Is it the End for the World Wide Web?

Is it the End for the World Wide Web?

by , 11 Jul 2011

I have been reading a number of articles regarding slow death of the web recently. I'm not talking about the death of the internet rather the web and browser, websites. Normally marketeers draw pretty graphs with web usage on a positive ever increasing angle. This is the first time I have seen statistics dip.

"When you exclude just Facebook from the rest of the Web, consumption in terms of minutes of use shrank by nearly nine percent between March 2010 and March 2011, according to data from comScore. And, even when you include Facebook usage, total non-mobile Internet consumption still dropped three percent over the same period."

See The web is shrinking now what?

A recent Google Analytics Benchmarking Newsletter also concedes a general world trend of lower site usage. This is based on the data that is shared anonymously by Google Analytics users over the same period.

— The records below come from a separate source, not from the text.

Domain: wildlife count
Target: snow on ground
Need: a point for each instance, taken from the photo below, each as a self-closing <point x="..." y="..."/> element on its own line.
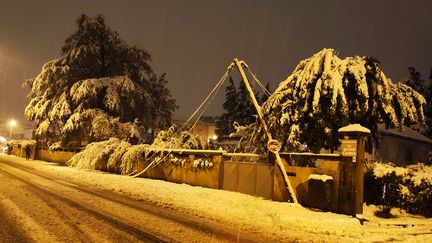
<point x="280" y="221"/>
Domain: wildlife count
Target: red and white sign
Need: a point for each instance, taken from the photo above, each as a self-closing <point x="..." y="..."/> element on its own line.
<point x="274" y="146"/>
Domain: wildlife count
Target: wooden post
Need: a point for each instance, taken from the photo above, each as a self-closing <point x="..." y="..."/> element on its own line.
<point x="264" y="124"/>
<point x="353" y="139"/>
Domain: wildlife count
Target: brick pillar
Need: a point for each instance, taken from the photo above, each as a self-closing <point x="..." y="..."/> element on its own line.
<point x="352" y="138"/>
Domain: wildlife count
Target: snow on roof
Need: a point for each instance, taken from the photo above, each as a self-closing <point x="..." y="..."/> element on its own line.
<point x="405" y="133"/>
<point x="354" y="128"/>
<point x="323" y="178"/>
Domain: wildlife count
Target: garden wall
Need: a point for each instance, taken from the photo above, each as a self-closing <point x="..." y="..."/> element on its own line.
<point x="60" y="157"/>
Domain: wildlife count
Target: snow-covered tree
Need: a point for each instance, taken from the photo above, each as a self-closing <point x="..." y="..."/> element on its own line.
<point x="325" y="93"/>
<point x="225" y="123"/>
<point x="415" y="81"/>
<point x="97" y="88"/>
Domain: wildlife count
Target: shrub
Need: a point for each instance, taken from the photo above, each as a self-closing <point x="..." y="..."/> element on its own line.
<point x="409" y="188"/>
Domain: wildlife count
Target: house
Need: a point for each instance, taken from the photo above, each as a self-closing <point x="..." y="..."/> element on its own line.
<point x="403" y="147"/>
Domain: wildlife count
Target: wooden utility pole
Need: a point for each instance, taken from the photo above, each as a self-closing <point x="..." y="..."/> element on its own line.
<point x="263" y="123"/>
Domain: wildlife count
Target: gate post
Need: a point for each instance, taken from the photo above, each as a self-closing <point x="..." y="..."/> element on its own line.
<point x="352" y="138"/>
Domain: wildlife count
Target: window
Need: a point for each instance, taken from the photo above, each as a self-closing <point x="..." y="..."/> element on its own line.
<point x="409" y="155"/>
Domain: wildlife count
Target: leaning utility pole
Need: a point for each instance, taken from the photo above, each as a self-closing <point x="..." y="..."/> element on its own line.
<point x="240" y="65"/>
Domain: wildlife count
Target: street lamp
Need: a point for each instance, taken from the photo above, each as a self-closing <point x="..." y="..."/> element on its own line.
<point x="12" y="124"/>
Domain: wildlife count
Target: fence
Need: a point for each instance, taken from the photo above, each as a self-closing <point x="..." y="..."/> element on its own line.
<point x="259" y="175"/>
<point x="240" y="174"/>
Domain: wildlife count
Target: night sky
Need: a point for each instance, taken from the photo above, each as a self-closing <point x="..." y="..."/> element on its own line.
<point x="194" y="41"/>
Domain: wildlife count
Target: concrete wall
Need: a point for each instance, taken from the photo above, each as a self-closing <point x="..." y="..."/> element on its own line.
<point x="60" y="157"/>
<point x="249" y="178"/>
<point x="299" y="178"/>
<point x="394" y="149"/>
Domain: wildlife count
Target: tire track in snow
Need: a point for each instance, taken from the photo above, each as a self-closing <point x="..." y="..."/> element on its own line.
<point x="138" y="233"/>
<point x="203" y="225"/>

When you consider that social networking facilities are now available via smart phone applications or the new internet TVs it is easy to see how the web browser might start to take a back seat. Selected applications can be installed "apps" which access data such as video, friend activity or news feeds without the need to open a traditional web browser. From getting out of bed, checking emails via smart phone, reading RSS news feeds and using specially selected "apps" to perform essential business activities or social interactions, people can now go for days without ever using a web browser.

Google and Facebook are currently fighting for our lucrative advertising attention on the web. Google's new social offering Google+ is an attempt to regain some lost ground over Facebook. Facebook has now joined forces with Microsoft providing video chat to Facebook users via its newly aquired Skype system.

I have no doubt there are some big changes in progress and all this new technology will have implications for how much time we spend at a PC vs Internet TV, Tablet or Smartphone. My view is that we will still be searching, researching and buying via some form of browser even if that turns out to be running on a iPad, android tablet or web connected television.